Review of Without Name

Without Name (2016)
Stylish and interesting.
21 April 2023
Warning: Spoilers
One of those slow-paced horror films that have zombies pulling their hair out. This is the polar opposite of what the torture-po$n crowd wants from a movie. They don't want mystery, a story, good dialog, proper characterization - and a total lack of gore.

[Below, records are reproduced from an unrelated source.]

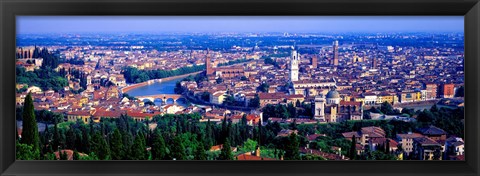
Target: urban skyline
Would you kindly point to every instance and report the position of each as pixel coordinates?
(327, 24)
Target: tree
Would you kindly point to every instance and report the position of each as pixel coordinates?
(353, 148)
(138, 150)
(159, 149)
(249, 145)
(292, 148)
(100, 146)
(26, 152)
(460, 92)
(437, 154)
(63, 155)
(263, 87)
(71, 138)
(76, 155)
(178, 149)
(219, 80)
(254, 102)
(226, 152)
(30, 134)
(200, 153)
(116, 145)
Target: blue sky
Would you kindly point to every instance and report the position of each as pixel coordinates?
(326, 24)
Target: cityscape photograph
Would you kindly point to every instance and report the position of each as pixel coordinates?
(240, 88)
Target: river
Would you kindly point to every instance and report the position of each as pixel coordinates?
(164, 87)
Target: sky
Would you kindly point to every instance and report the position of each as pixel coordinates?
(300, 24)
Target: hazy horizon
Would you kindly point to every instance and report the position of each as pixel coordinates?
(237, 24)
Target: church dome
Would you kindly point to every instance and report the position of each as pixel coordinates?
(333, 94)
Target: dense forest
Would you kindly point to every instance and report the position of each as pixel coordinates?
(184, 137)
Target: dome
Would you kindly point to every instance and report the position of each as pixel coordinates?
(333, 94)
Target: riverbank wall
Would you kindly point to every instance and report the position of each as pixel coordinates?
(134, 86)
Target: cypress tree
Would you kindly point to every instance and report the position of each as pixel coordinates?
(116, 145)
(353, 148)
(226, 152)
(178, 149)
(138, 151)
(158, 146)
(76, 156)
(63, 155)
(100, 147)
(292, 148)
(30, 134)
(71, 137)
(200, 152)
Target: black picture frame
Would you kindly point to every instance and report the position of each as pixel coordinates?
(470, 9)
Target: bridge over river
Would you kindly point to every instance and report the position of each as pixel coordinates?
(161, 97)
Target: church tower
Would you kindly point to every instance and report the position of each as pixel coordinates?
(335, 53)
(295, 59)
(319, 107)
(208, 63)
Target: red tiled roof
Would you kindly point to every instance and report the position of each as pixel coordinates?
(79, 113)
(104, 113)
(277, 95)
(252, 157)
(350, 103)
(328, 156)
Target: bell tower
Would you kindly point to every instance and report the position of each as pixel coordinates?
(295, 59)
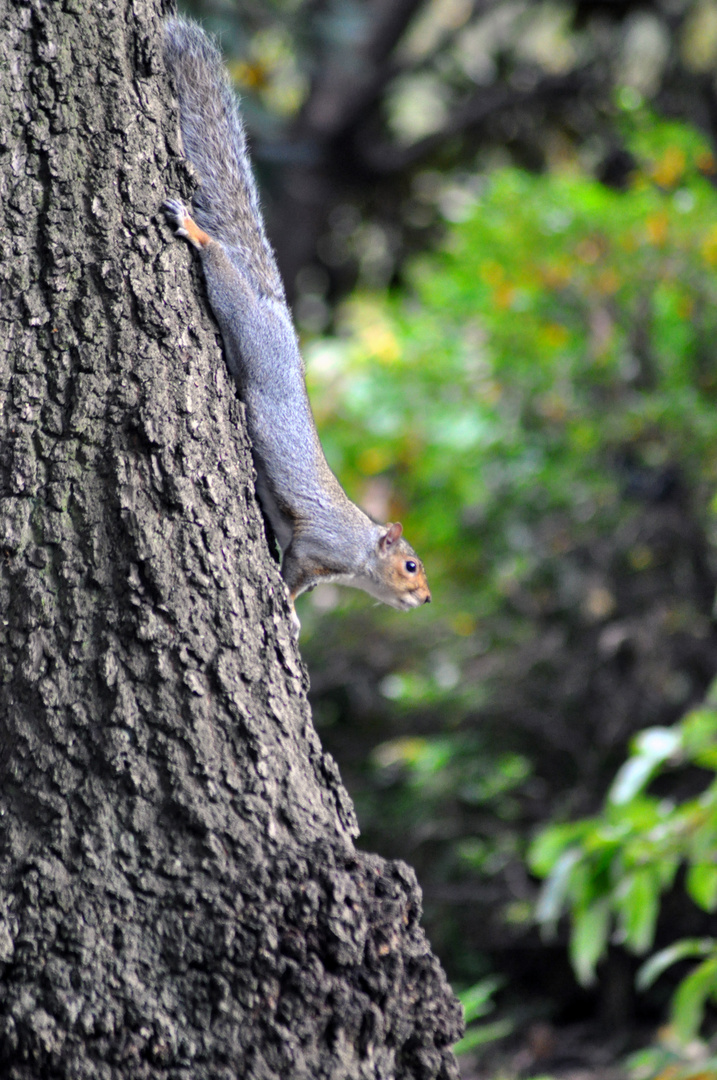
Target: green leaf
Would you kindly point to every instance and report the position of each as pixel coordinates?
(691, 997)
(652, 747)
(701, 883)
(651, 970)
(555, 891)
(639, 895)
(589, 940)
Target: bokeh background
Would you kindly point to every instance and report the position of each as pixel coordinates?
(497, 220)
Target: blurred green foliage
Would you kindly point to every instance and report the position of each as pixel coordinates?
(536, 383)
(564, 333)
(611, 872)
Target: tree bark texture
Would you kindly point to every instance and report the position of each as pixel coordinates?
(179, 891)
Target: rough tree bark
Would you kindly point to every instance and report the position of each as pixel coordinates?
(179, 892)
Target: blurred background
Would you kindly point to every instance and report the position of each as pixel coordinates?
(497, 220)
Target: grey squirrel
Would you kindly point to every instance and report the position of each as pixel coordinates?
(323, 536)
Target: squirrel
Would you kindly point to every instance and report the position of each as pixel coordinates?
(324, 537)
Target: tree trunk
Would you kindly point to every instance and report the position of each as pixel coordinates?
(179, 892)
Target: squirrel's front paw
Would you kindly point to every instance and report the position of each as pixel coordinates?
(176, 214)
(178, 217)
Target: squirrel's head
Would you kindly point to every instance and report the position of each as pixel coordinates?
(403, 583)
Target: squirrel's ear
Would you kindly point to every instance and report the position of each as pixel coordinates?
(390, 536)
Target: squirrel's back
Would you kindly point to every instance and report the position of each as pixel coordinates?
(227, 204)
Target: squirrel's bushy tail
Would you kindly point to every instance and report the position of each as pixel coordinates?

No splatter-butchering tore-limbs rivers of blood whatsoever here. This is every torture-po$n fan's worst nightmare: real people in unusual situations. (They prefer absurd people in totally contrived situations.) The only "unusual" situations a torture-po$n dweeb wants and understands is when an innocent tourist family find themselves in the middle of a huge shredder, observing their legs get cut into tiny pieces - while the torture fan finishes in their pants, stuff dripping down on his Coke cans lying around on the floor. A LACK of extreme violence repulses them. They don't want to be forced to use their unusable grey cells, they want pure unadulterated deprivation and sadism. As simple as possible, with a plot that even a lower-tier plankton can comprehend. When other people experience great pain - is their joy. The screams of a murdering hillbilly's victims is like a ballad to their monkey ears.

This is no such film.

Granted, there are many slow-paced horror films that absolutely stink, but those are the ones with a boring premise, and/or a lack of style, and/or lacking a proper soundtrack and camerawork required for such a film. Building a mood isn't easy, it requires effort and skill. Money, too.

A psychological drama is what this is, with strong horror overtones. The build-up is interesting, the score is very good (especially the tunes in the 6th and 86th minutes), the cast is competent, the dialog very solid, and the setting nice. A pretty, charismatic blonde helps a lot too, I admit. Niamh Algar (the brunette lead in "Censor") is the one I'm referring to. Yeah, being called "Niamh" is a bummer for her, but if she plays her cards right (and by that I don't mean weinsteining her way through) she could have a very good career. Of course, that also depends on luck, plus whether there are enough non-morons in the film industry to recognize her potential.

Did I understand the ending? No. But that's OK, because the movie never bored me, nor annoyed me, nor did I particularly expect to get answers, because I surmised that this wasn't that kind of film. There is a (small) possibility that Eric had split up into two: the part of him that joined the plant-life, and the physical part of him that ended up in a loony bin, along with his predecessor who had the same fate. This would explain him watching his family, friends and cops lead a searching party in the woods. I don't believe he was literally hiding, but that he was already assimilated into the forest. This is, perhaps, why there are two of them at the same time: one in the forest, "hiding" from the people, the other in the house, a shell of his former self.

Does he seem happy? Not really. This isn't some tree-hugging fable of a "man who becomes one with nature", a glorious state of bliss and contentment that hippies have been fantasizing about ever since the first joint was rolled. Eric appears distraught in the final scene, i.e. Perhaps the forest did a number on him, as a way to defend itself from being turned into a tourist resort, a factory, or whatever it was this land surveyor was sent for.